Split pending chunks in the ResourceAwarePool? #1020

@kab163

Description

@kab163

In the case where a pending chunk is reused in the allocate_resource function, further on in the function, the split_chunk used to be marked as free and added to the free map, BUT the some resource is still using that memory. We don't want it to be marked free and added to the free map because if someone allocates from the free map and gets that split_chunk before the GPU completes, you have a data race - both the old GPU operation and the new allocation are accessing the same memory. So, we decided to add the "was_pending" boolean so that we could track this and then do something when splitting the chunk to avoid problems...

So one solution may be just avoiding the splitting of a reused pending chunk all together:

142   if ((rounded_bytes != chunk->size) && !was_pending) { // Don't split a pending chunk that's being reused
.... // all the normal split logic
160   } 

but that could lead to fragmentation, or split the reused pending chunk but add it to the pending_map:

142   if (rounded_bytes != chunk->size) {
.....       // all the normal split logic, BUT:
159     // We are actually splitting up a pending chunk that is being reused, so split chunk is pending too
160     if (was_pending) {
161       split_chunk->pending_map_it = m_pending_map.insert({std::optional<Resource>(r), split_chunk});
162       split_chunk->free = false;
163     } else { // Chunk we are splitting up is not pending, so split_chunk is free
164       split_chunk->size_map_it = m_free_map.insert(std::make_pair(remaining, split_chunk));
165       split_chunk->free = true;
166     }

but now we need to consider whether some things we never needed to before since this is a new state.
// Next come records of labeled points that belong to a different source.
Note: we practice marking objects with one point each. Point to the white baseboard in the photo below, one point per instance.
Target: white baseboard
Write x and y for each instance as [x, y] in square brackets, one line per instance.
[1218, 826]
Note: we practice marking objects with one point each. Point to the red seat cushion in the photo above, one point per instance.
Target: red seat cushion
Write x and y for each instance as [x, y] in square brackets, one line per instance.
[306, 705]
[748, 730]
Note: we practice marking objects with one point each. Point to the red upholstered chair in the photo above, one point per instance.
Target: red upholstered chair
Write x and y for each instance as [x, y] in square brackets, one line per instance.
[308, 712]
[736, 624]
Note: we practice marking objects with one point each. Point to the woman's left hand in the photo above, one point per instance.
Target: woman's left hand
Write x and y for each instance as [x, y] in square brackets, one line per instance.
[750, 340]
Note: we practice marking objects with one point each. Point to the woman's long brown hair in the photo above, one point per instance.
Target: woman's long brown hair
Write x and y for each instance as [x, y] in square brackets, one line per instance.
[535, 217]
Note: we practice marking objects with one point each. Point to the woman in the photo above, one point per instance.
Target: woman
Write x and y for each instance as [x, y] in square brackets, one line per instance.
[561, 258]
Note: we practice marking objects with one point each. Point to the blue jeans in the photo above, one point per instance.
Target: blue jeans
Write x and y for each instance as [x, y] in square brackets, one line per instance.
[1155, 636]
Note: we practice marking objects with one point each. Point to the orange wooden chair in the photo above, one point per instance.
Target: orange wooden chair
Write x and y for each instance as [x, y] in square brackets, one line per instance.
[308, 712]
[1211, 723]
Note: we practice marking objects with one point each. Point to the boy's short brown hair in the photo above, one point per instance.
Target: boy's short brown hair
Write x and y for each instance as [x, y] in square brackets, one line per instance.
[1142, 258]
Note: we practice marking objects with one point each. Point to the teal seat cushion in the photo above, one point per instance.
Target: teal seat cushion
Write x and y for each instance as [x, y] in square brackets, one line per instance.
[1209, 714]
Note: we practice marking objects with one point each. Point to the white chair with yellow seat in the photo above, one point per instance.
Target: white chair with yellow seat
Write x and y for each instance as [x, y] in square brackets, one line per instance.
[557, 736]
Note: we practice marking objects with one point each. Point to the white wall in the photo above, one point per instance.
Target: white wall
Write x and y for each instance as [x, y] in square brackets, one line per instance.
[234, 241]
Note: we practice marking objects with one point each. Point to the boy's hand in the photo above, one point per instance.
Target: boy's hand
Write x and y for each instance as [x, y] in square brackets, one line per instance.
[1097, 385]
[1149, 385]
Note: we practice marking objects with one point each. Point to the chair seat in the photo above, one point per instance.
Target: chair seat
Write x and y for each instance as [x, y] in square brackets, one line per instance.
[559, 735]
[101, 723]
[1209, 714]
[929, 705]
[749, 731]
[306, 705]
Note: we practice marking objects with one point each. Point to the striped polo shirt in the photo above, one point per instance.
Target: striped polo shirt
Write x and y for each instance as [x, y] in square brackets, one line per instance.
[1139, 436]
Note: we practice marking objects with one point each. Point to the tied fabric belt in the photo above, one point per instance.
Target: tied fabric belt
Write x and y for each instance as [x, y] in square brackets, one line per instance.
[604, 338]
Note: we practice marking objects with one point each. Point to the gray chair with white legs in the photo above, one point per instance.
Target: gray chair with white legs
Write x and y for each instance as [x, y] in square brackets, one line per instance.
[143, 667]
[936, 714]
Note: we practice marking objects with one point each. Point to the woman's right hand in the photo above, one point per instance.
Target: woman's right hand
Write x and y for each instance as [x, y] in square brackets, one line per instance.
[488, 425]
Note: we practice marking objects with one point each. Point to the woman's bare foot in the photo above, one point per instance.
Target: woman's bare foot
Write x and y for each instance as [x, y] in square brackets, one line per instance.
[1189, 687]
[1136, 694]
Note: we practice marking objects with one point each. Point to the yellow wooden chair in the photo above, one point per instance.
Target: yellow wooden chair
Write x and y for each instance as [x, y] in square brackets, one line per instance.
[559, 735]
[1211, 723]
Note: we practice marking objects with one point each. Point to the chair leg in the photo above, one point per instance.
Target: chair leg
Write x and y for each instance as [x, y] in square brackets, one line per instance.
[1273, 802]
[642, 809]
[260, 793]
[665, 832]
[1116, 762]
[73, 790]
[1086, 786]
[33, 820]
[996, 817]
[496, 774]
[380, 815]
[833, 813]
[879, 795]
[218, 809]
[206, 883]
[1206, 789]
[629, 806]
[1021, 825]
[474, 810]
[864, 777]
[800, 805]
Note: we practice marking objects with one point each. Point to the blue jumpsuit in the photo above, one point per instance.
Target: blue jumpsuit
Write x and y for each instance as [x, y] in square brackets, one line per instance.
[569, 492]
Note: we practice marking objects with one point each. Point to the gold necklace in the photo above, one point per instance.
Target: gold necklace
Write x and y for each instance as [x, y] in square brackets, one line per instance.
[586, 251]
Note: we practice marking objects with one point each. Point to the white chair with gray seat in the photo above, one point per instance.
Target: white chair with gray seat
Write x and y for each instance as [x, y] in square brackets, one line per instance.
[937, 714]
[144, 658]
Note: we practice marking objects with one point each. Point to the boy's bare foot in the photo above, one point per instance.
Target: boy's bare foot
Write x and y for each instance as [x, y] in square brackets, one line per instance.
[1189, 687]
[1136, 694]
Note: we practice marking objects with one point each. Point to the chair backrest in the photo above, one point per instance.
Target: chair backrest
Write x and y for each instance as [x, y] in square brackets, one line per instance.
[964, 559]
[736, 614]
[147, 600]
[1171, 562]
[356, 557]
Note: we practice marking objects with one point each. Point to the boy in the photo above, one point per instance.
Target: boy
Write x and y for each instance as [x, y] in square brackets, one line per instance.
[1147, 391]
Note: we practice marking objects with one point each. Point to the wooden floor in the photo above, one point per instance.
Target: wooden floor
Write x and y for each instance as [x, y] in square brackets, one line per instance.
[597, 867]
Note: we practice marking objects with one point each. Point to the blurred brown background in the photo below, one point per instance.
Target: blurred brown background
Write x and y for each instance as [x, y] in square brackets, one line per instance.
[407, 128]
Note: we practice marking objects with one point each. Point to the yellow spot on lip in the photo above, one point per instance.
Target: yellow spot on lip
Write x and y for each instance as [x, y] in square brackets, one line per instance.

For example:

Maybe the split chunk should inherit the event from the original chunk:

if (was_pending) {
    split_chunk->pending_map_it = m_pending_map.insert({std::optional<Resource>(r), split_chunk});
    split_chunk->free = false;
    split_chunk->event = chunk->event;  // Add this - both chunks share the same event
}

If both the original chunk and the split chunk were part of the same GPU operation, they need the same event to know when that operation completes - right?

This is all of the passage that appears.